0251 GMT February 21, 2018
"How bad is it in Yemen? 17 million people live on the edge of starvation,” the Kentucky Republican said on Capitol Hill on Tuesday.
“What are people saying about it?” Paul asked. “They say that the humanitarian crisis in Yemen may be worse than Syria. Let me repeat that because nobody in America is listening to this. Everybody is paying attention to some silly show trials, silly stuff going on in committees. Nobody is talking about this at all.”
“They say it is worse than Syria. Millions of people have fled Syria, hundreds of thousands have died, and people are now predicting Yemen may be worse,” he added.

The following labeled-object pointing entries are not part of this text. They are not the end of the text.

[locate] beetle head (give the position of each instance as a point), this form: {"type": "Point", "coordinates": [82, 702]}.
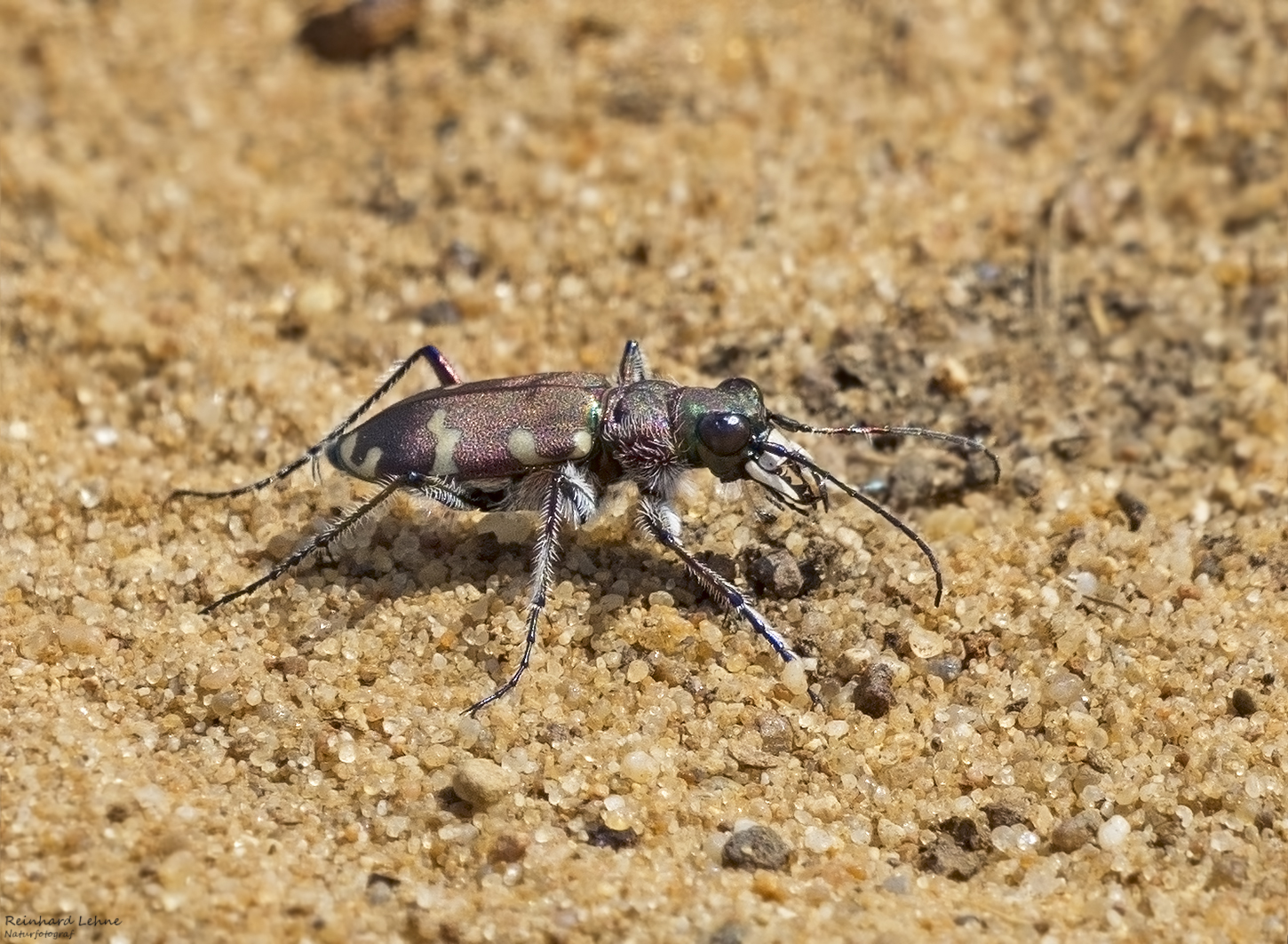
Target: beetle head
{"type": "Point", "coordinates": [727, 432]}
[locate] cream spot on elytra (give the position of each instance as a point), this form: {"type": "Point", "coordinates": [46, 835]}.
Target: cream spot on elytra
{"type": "Point", "coordinates": [581, 445]}
{"type": "Point", "coordinates": [367, 468]}
{"type": "Point", "coordinates": [444, 443]}
{"type": "Point", "coordinates": [523, 447]}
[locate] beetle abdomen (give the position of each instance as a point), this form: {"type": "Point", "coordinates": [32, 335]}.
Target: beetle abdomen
{"type": "Point", "coordinates": [484, 431]}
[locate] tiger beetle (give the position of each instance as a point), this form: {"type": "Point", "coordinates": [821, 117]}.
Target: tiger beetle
{"type": "Point", "coordinates": [555, 443]}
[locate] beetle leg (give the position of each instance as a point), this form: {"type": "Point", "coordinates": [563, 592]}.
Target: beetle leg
{"type": "Point", "coordinates": [420, 485]}
{"type": "Point", "coordinates": [557, 503]}
{"type": "Point", "coordinates": [658, 520]}
{"type": "Point", "coordinates": [443, 369]}
{"type": "Point", "coordinates": [632, 368]}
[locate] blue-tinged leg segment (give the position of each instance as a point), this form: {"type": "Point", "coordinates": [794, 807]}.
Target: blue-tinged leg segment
{"type": "Point", "coordinates": [554, 508]}
{"type": "Point", "coordinates": [663, 523]}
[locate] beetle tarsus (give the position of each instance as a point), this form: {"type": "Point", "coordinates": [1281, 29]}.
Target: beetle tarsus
{"type": "Point", "coordinates": [554, 443]}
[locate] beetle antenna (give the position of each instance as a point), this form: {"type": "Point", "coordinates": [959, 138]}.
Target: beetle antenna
{"type": "Point", "coordinates": [862, 429]}
{"type": "Point", "coordinates": [443, 369]}
{"type": "Point", "coordinates": [871, 505]}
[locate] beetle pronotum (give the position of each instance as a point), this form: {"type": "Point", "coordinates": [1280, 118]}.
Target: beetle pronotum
{"type": "Point", "coordinates": [555, 443]}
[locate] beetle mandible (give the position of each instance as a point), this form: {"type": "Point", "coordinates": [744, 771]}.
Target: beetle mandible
{"type": "Point", "coordinates": [555, 443]}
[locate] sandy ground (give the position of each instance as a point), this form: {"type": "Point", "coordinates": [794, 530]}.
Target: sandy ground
{"type": "Point", "coordinates": [1056, 226]}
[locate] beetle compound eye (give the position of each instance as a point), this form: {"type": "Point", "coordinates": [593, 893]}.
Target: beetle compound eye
{"type": "Point", "coordinates": [738, 384]}
{"type": "Point", "coordinates": [726, 434]}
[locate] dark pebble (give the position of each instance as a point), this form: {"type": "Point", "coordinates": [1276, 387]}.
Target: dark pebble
{"type": "Point", "coordinates": [756, 846]}
{"type": "Point", "coordinates": [1133, 508]}
{"type": "Point", "coordinates": [1243, 703]}
{"type": "Point", "coordinates": [361, 30]}
{"type": "Point", "coordinates": [1073, 834]}
{"type": "Point", "coordinates": [946, 667]}
{"type": "Point", "coordinates": [875, 694]}
{"type": "Point", "coordinates": [603, 837]}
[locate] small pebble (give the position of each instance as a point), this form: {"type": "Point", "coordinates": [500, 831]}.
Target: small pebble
{"type": "Point", "coordinates": [1133, 508]}
{"type": "Point", "coordinates": [640, 766]}
{"type": "Point", "coordinates": [1243, 703]}
{"type": "Point", "coordinates": [875, 694]}
{"type": "Point", "coordinates": [1076, 832]}
{"type": "Point", "coordinates": [1229, 871]}
{"type": "Point", "coordinates": [756, 846]}
{"type": "Point", "coordinates": [899, 884]}
{"type": "Point", "coordinates": [481, 783]}
{"type": "Point", "coordinates": [1113, 832]}
{"type": "Point", "coordinates": [777, 575]}
{"type": "Point", "coordinates": [946, 667]}
{"type": "Point", "coordinates": [360, 30]}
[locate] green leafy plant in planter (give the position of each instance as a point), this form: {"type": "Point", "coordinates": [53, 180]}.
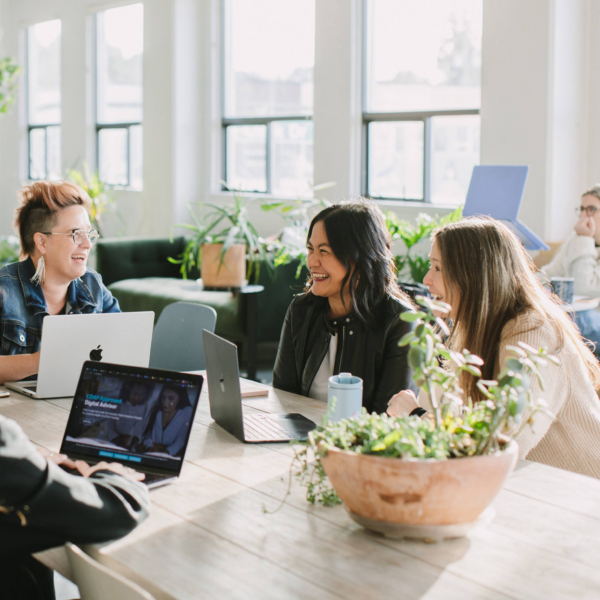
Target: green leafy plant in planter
{"type": "Point", "coordinates": [296, 215]}
{"type": "Point", "coordinates": [9, 71]}
{"type": "Point", "coordinates": [100, 194]}
{"type": "Point", "coordinates": [409, 264]}
{"type": "Point", "coordinates": [221, 224]}
{"type": "Point", "coordinates": [10, 249]}
{"type": "Point", "coordinates": [454, 429]}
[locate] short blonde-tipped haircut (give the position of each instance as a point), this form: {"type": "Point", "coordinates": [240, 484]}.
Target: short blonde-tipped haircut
{"type": "Point", "coordinates": [39, 203]}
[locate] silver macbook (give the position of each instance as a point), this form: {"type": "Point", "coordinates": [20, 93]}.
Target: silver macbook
{"type": "Point", "coordinates": [225, 399]}
{"type": "Point", "coordinates": [69, 340]}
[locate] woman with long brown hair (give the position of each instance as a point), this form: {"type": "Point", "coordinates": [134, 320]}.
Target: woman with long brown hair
{"type": "Point", "coordinates": [480, 268]}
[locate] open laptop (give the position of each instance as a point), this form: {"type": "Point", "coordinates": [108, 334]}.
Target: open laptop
{"type": "Point", "coordinates": [225, 398]}
{"type": "Point", "coordinates": [116, 416]}
{"type": "Point", "coordinates": [69, 340]}
{"type": "Point", "coordinates": [496, 191]}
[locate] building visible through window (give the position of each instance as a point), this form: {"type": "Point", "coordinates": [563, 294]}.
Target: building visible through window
{"type": "Point", "coordinates": [268, 60]}
{"type": "Point", "coordinates": [119, 95]}
{"type": "Point", "coordinates": [44, 100]}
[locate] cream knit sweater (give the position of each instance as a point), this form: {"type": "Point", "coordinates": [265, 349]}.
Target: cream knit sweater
{"type": "Point", "coordinates": [572, 440]}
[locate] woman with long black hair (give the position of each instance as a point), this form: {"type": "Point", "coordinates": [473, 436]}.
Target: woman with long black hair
{"type": "Point", "coordinates": [347, 320]}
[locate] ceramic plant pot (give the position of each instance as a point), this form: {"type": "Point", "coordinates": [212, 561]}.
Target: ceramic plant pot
{"type": "Point", "coordinates": [231, 272]}
{"type": "Point", "coordinates": [438, 493]}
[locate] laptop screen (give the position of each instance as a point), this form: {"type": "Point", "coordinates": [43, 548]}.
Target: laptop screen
{"type": "Point", "coordinates": [132, 415]}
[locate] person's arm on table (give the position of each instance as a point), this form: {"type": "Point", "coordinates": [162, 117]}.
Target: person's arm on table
{"type": "Point", "coordinates": [582, 256]}
{"type": "Point", "coordinates": [43, 506]}
{"type": "Point", "coordinates": [15, 367]}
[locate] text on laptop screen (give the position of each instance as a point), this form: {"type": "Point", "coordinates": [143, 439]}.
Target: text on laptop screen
{"type": "Point", "coordinates": [138, 417]}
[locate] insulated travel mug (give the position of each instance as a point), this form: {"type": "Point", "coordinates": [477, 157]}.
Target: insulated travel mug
{"type": "Point", "coordinates": [346, 389]}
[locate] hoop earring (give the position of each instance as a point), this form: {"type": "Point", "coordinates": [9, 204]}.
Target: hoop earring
{"type": "Point", "coordinates": [39, 277]}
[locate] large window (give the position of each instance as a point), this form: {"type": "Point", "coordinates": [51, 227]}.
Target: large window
{"type": "Point", "coordinates": [268, 60]}
{"type": "Point", "coordinates": [44, 100]}
{"type": "Point", "coordinates": [119, 93]}
{"type": "Point", "coordinates": [422, 98]}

During his first trip to Saudi Arabia last month, Trump signed a $110 billion arms deal with the Saudis, with options to sell up to $350 billion over 10 years.
Facilitated by Trump’s son-in-law and adviser Jared Kushner, the massive package includes American missiles, bombs, armored personnel carriers, Littoral Combat Ships, terminal high altitude area defense (THAAD) missile systems and munitions.
The deal angered a number of lawmakers on Capitol Hill, including Sen. Paul who is pushing for a measure to block at least parts of the package.
Democratic leaders in the Senate are throwing their weight behind Paul’s effort to block, among other items, the sale of $510 million of precision-guided munitions to the Saudi regime.
Senate Minority Leader Chuck Schumer announced that he was supporting the resolution that Paul has introduced along with Democratic Senators Chris Murphy and Al Franken.
"I will support Senator Murphy's resolution of disapproval," Schumer said in a statement.
"The human rights and humanitarian concerns have been well documented and are important: of equal concern to me is that the Saudi government continues to aid and abet terrorism via its relationship with Wahhabism and the funding of schools that spread extremist propaganda throughout the world," he added.
Senators backing the measure argue that the weapons sale would make Washington complicit in the Saudi war crimes in Yemen. The bill seeks to make future arms sales contingent on reining in the Saudi military aggression in Yemen.
The military assault has claimed the lives of more than 12,000 people, most of them civilians. The US has provided intelligence and logistical support to the Saudis.
“Think about that. It is astounding what is going on there, and it is being done without your permission, but with your weapons,” Sen. Paul said.
“So today I will force a vote with Senator Murphy's help, who has been a prime mover in this, to tell you the truth, and done a great job in bringing people together,” he added. “
“But we will force this vote for these children in Yemen, because we have a chance today to stop the carnage,” the senator said. “We have a chance to tell Saudi Arabia we've had enough.”
Paul also raised questions over the US foreign assistance to Saudi Arabia, which he called the chief exporter of extremist ideology and “the number one exporter of 'Let's hate America.”
Besides the ongoing Saudi atrocities in Yemen, Paul also pointed to the kingdom’s violations of human rights within its borders.
“I don't think we should sell them to Saudi Arabia, if they punish people for protest, if they punish people for speaking out by beheading them and crucifying them. I am not for selling them a rifle, much less precision-guided missiles," he said.
Rights groups have expressed dismay over Saudi Arabia's dismal rights record, its treatment of the kingdom’s minority Shia population and its military support for Bahrain's crackdown on dissent.